Oficialmente presidente da Câmara dos Deputados, Arthur Lira (PP-AL), tem atuado na prática como o verdadeiro presidente da República nos temas mais complexos e que exigem solução emergencial no país. Enquanto o chefe do Executivo, Jair Bolsonaro (PL) tem intensificado viagens e eventos de campanha, como motociatas e encontros com apoiadores, e atos menores no Palácio do Planalto, tem cabido ao chefe da Câmara fazer as articulações e propor soluções para um dos problemas mais crônicos vivenciados hoje no país: a alta dos preços e, em especial, os reajustes nos combustíveis.
Nos últimos dias, diversas reuniões têm acontecido na residência oficial de Arthur Lira e no gabinete da presidência da Câmara. Nesses espaços, Lira define as pautas, trabalha com seus aliados em propostas para serem votadas no Legislativo, articula suas aprovações junto ao presidente do Senado, Rodrigo Pacheco, e chama ministros para alinhar pontos de programas a serem lançados. Tudo o que, tempos atrás, aconteceria no Palácio do Planalto.
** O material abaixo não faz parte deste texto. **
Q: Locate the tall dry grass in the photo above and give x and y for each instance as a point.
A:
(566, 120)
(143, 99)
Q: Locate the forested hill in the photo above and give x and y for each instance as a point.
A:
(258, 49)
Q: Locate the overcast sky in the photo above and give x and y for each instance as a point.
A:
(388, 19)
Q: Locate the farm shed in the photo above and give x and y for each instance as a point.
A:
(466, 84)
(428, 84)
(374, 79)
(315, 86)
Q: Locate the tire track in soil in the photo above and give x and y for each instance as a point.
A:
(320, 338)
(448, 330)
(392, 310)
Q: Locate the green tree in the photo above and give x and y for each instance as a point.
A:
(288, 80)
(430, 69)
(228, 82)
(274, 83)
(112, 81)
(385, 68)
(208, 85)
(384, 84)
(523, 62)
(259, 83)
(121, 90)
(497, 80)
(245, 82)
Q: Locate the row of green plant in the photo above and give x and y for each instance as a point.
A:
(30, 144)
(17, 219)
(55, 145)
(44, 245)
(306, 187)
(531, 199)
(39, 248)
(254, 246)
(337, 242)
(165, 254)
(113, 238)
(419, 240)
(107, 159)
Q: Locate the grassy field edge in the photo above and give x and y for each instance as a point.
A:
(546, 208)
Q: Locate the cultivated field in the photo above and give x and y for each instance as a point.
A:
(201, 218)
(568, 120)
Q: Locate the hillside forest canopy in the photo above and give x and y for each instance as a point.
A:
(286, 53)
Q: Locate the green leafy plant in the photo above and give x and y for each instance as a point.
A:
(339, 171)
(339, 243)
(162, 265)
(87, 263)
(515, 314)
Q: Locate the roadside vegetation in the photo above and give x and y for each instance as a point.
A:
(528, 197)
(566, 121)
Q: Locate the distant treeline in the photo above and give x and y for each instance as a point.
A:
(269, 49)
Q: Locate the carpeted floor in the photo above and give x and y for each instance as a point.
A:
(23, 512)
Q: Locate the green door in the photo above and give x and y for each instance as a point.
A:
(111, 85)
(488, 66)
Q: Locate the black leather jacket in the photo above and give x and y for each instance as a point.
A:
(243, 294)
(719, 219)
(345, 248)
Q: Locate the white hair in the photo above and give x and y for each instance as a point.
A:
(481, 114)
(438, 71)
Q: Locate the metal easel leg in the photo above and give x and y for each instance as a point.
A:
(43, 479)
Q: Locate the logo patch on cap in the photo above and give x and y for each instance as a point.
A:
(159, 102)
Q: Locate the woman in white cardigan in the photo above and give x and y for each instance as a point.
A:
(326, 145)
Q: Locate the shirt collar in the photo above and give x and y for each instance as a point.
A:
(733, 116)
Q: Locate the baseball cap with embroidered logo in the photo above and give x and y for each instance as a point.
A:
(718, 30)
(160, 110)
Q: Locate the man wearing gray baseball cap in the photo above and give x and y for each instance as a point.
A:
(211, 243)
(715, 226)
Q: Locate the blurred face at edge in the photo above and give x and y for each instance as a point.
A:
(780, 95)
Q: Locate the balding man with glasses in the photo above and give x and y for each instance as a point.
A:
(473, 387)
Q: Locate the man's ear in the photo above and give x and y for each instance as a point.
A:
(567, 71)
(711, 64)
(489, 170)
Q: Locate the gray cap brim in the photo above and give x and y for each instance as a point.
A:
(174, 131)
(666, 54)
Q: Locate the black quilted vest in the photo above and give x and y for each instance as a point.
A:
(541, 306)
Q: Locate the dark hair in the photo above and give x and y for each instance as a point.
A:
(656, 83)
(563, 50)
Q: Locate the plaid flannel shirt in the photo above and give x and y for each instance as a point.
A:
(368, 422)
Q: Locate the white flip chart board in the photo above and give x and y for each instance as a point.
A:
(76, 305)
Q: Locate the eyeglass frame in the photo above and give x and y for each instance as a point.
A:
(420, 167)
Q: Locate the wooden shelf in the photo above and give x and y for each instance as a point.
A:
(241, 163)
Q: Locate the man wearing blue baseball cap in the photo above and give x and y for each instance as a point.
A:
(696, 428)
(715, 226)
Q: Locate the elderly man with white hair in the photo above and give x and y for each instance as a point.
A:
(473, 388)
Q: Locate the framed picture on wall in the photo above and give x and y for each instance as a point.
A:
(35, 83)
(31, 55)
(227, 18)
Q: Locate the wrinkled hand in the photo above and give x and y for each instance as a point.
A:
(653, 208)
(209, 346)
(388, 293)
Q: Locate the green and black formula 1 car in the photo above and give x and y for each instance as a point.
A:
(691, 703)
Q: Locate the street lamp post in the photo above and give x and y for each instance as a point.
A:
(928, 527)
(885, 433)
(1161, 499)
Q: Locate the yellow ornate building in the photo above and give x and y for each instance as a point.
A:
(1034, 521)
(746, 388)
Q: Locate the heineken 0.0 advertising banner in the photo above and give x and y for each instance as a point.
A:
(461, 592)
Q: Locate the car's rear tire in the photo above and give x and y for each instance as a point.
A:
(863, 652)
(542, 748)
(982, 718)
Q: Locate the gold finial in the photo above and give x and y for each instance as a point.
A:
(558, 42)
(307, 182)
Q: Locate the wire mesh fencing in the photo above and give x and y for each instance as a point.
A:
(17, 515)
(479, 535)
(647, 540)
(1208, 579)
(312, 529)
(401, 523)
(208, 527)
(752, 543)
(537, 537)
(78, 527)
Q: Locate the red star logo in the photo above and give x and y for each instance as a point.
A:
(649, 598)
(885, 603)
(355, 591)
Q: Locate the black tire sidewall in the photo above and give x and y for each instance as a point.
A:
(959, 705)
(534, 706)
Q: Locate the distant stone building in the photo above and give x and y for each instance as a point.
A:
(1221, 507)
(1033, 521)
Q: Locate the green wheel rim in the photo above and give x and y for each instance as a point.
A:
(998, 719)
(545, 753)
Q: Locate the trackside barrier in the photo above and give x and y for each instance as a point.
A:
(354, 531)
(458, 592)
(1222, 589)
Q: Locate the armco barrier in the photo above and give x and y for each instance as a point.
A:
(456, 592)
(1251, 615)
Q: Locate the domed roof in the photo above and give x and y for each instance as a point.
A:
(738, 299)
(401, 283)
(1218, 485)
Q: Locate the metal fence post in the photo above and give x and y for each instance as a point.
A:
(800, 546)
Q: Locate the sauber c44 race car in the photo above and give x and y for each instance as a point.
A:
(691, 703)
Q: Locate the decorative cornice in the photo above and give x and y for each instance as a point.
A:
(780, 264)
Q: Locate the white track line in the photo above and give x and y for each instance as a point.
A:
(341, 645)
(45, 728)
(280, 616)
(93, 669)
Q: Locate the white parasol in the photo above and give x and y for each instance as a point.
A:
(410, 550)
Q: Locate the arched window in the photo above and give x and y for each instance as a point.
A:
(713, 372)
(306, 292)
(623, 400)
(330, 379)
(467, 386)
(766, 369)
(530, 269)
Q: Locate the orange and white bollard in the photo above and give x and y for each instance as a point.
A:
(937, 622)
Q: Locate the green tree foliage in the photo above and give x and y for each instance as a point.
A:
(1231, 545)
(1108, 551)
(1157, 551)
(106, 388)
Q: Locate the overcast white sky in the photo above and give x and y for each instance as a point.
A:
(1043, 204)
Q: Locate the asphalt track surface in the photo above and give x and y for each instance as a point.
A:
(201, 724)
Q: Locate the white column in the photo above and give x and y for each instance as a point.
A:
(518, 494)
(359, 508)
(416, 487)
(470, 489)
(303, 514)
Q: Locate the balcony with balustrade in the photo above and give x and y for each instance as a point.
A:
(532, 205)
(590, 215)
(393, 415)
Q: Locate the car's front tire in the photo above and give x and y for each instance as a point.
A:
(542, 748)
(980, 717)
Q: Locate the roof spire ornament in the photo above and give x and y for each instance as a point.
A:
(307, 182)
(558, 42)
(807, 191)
Isso sem falar, é claro, do fato de Lira ter controle sobre a liberação de emendas, por meio do aprisionamento do Orçamento por parte do Legislativo.
As presenças frequentes de ministros e de Pacheco na residência de Lira indicam que não se trata apenas de mera articulação para a votação de projetos na Câmara, mas de construção de planos de governo e articulação política plena. Como o presidente do Senado e do Congresso tem sido um anteparo a certos arroubos, sobretudo para defender Estados e municípios e a boa relação com o Judiciário, Lira precisa fazer um alinhamento com ele que, em condições normais, seria missão do chefe do Poder Executivo.
Assim se deu no episódio da mudança do ICMS dos combustíveis e da energia. A construção da ideia e a articulação para a aprovação foi toda conduzida por Lira. O Palácio do Planalto só assistiu, resistindo a certas mudanças e apoiando outras. Bolsonaro, inclusive, demonstrou posições dúbias sobre o texto apresentado e que aguarda sanção presidencial. Defendeu a limitação do ICMS, mas sem compensação aos Estados.
Agora, a condução dos trabalhos por Lira fica tão evidente que até mesmo o indicado por Bolsonaro para a Presidência da Petrobras foi nesta terça-feira (21) recorrer a Lira. Ele visitou o deputado para pedir que ele intercedesse para agilizar sua aprovação e escolha para comandar a estatal.
Da mesma forma, a CPI do Preço dos Combustíveis, anunciada por Bolsonaro, é tratada por Lira, responsável inclusive por anunciar publicamente que o partido do presidente, o PL, havia começado a recolher as assinaturas para tal.
Outras medidas construídas por ele e seu grupo, como mudança na taxação de lucros do setor, a criação de auxílios mesmo vedados em ano eleitoral e até mesmo uma eventual mudança na Lei das Estatais, tudo é tratado na residência oficial de Lira, que pode não ser o imperador do Japão, como disse o ex-presidente Luiz Inácio Lula da Silva (PT), mas parece acumular cada vez mais as funções de chefe do Legislativo e do Executivo. Em outubro, porém, ele precisará apenas de uma votação de deputado em Alagoas para continuar nessa função. Bem mais fácil que a tarefa de Bolsonaro, que ficou com os discursos, as questões ideológicas e a representação pública do governo.